At the end of the day, for the policy sphere, this isn’t a dichotomy – impact evaluations in the policy sphere aren’t – for now – either judgment or learning, but have elements of both.   However, I’ve been in a couple of discussions at more the one agency lately where I see a tilt towards the judgment side.   I haven’t looked incredibly hard, but it strikes me that no (?) policy institution clearly articulates their view on this balance, and then indicates how their actions/commitments/resources line up behind this view.   Should they make this explicit?   Heck, should they tilt to one side?    If not, how do they make the Tao stay in balance?  


Markus Goldstein

Lead Economist, Africa Gender Innovation Lab and Chief Economists Office

September 25, 2012

Perhaps the real dichotomy is not judgment vs. learning, but about what is being learned. Academics and researchers typically look to extract global knowledge from an evaluation with the notino that a universal theory is being tested, not a specific program. The "policy sphere" is more interested in local learning - what will work here and now, with what impact at which cost?

Markus Goldstein
September 25, 2012

Derin, I agree. Two quick thoughts: 1) i think the judgment v learning tension matters because it shapes how we *do* the evaluation -- sure learning will always happen, but if the central motivation is up or down on a project, for some kind of organizational decision, it will be different than if the motivation is "let's see if this works and what aspects are important, etc". 2) Your point also leads to the question: who is going to evaluate yet another conditional cash transfer.

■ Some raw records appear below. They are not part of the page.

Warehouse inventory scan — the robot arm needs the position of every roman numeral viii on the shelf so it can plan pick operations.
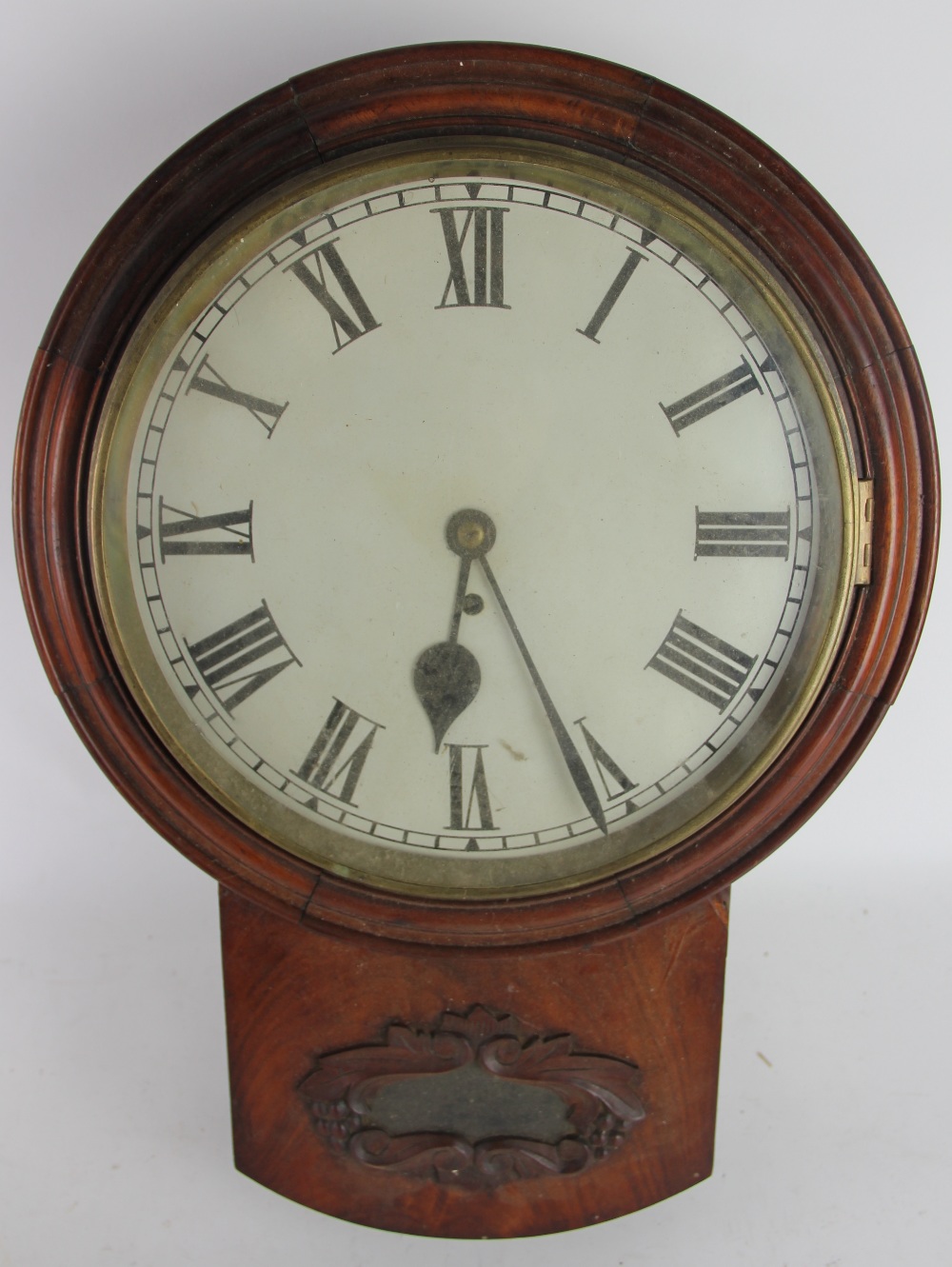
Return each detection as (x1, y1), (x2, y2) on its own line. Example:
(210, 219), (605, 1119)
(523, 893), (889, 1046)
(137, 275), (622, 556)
(695, 506), (790, 559)
(185, 356), (288, 439)
(647, 612), (756, 712)
(288, 238), (380, 352)
(185, 601), (301, 712)
(297, 696), (386, 804)
(433, 200), (508, 307)
(158, 497), (255, 563)
(659, 356), (771, 436)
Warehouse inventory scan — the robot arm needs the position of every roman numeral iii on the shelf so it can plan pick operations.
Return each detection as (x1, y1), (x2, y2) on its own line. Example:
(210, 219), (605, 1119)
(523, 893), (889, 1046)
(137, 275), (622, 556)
(647, 612), (756, 712)
(695, 506), (790, 559)
(185, 601), (301, 712)
(288, 238), (380, 352)
(297, 696), (384, 804)
(433, 201), (508, 307)
(158, 497), (255, 563)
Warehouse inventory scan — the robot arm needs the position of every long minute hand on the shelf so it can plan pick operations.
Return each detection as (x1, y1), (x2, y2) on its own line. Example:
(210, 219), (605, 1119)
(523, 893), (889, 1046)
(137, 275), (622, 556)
(479, 555), (608, 836)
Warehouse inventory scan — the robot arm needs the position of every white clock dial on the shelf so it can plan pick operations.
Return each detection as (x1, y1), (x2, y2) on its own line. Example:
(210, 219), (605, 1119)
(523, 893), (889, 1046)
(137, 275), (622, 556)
(94, 147), (850, 891)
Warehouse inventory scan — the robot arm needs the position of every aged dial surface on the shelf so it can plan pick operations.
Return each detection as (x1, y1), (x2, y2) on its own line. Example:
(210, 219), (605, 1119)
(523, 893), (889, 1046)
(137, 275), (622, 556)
(92, 146), (852, 896)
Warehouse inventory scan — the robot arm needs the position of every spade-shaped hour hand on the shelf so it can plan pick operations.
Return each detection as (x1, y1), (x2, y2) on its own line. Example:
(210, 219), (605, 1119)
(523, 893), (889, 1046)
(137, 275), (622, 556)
(413, 510), (608, 835)
(413, 643), (482, 753)
(413, 510), (496, 753)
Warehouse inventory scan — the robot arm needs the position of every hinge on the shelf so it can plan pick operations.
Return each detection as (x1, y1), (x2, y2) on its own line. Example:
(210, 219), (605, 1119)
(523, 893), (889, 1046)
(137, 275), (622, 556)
(853, 479), (872, 585)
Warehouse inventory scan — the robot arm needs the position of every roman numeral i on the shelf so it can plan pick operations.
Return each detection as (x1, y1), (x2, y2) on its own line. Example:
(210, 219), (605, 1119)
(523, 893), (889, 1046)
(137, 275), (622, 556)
(578, 247), (647, 344)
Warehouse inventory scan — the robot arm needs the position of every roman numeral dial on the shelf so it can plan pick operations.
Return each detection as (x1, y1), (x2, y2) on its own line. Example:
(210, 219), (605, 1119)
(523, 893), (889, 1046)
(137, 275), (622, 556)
(117, 163), (831, 871)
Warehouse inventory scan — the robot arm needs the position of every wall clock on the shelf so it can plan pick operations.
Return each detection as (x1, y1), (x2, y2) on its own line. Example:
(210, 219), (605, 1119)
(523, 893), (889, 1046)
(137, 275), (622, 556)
(16, 45), (938, 1237)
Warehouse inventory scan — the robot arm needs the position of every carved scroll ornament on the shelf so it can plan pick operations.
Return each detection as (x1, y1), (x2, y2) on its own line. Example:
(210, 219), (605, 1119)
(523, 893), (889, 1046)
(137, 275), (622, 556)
(298, 1006), (645, 1187)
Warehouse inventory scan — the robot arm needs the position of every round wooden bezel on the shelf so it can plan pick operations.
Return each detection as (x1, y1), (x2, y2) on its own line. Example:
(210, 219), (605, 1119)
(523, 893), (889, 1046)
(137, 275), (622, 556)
(14, 45), (938, 946)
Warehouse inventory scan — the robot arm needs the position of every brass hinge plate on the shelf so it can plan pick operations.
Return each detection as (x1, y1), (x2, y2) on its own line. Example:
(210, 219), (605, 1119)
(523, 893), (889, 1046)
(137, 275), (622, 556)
(853, 479), (872, 585)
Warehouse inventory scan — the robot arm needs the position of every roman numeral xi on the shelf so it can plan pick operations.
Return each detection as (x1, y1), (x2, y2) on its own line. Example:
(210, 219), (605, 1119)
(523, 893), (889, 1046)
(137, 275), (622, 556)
(288, 238), (380, 352)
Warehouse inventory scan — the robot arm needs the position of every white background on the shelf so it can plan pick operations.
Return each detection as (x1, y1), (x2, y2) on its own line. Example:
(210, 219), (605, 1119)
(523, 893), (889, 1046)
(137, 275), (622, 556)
(0, 0), (952, 1267)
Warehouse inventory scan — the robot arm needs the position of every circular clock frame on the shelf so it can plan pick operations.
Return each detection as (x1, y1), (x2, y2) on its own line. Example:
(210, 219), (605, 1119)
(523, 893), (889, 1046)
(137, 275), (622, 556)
(14, 45), (938, 946)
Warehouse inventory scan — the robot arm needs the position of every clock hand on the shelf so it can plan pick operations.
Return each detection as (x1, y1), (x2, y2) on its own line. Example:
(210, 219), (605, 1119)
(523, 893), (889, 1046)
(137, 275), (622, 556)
(413, 510), (496, 753)
(479, 556), (608, 836)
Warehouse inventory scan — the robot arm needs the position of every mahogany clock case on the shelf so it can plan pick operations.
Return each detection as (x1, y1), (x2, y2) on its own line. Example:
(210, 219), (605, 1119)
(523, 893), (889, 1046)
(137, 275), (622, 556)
(15, 45), (938, 946)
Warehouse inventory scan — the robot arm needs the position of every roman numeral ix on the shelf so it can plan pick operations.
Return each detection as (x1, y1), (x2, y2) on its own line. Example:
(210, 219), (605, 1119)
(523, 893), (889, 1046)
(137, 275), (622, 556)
(695, 506), (790, 559)
(185, 601), (301, 713)
(432, 192), (508, 307)
(158, 497), (255, 563)
(297, 696), (386, 804)
(647, 612), (756, 712)
(288, 238), (380, 352)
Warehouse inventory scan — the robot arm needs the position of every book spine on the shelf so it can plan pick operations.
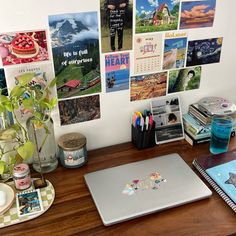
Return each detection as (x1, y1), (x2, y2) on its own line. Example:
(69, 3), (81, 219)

They might not work everywhere, but someone interested in global knowledge will see that area as one perhaps not deserving her/his attention.

September 25, 2012

Agreed that there is a tendency to lean towards judgment evaluations in the policy sphere. There's also a tendency for learning evaluations to be misinterpreted as judgment evaluations, sometimes to the detriment of the programs they’ve evaluated. Since we know that policymakers make funding decisions on the basis of impact evaluations (whether they are judgment or learning exercises), researchers have a role to play in ensuring the findings of their evaluations are interpretted accurately. It may tweak an evaluator’s pride to say “The evaluation’s low statistical power reduced our ability to measure the program’s impact” instead of “The evaluation was unable to measure the program’s impact” but the reason researchers found no impact is clearer in the first statement than in the second statement. And ultimately, providing clarity is the goal of a learning evaluation.

Bill Savedoff
October 02, 2012

I like the distinction Markus is making between studies aimed at making a judgment from those oriented toward learning. It is similar to the distinction that I've seen between evaluations meant to address accountability in contrast to those meant to generate knowledge. In particular, there's a concern that people will be less willing to collaborate on evaluations aimed at accountability because it is directly assessing whether they are doing their jobs well; compared to evaluations aimed at building knowledge which can treat mistakes and failures as part of a normal learning process. This parallels the outsider/insider point that Markus was making, too.

I think the balance that you're looking for can come from looking at an organization's overall portfolio of evaluations. The work we've done at CGD has regularly argued that rigorous impact evaluations should be done strategically and on a small set of projects, chosen based on the value of the knowledge that can be learned from them. Organizations could tilt in favor of learning for that particular subset of evaluations, and lean in favor of judgment in other studies. This is the approach that USAID took in its new evaluation policy - focusing on learning in a subset of evaluations and setting high standards for those, while conducting a range of studies for other purposes.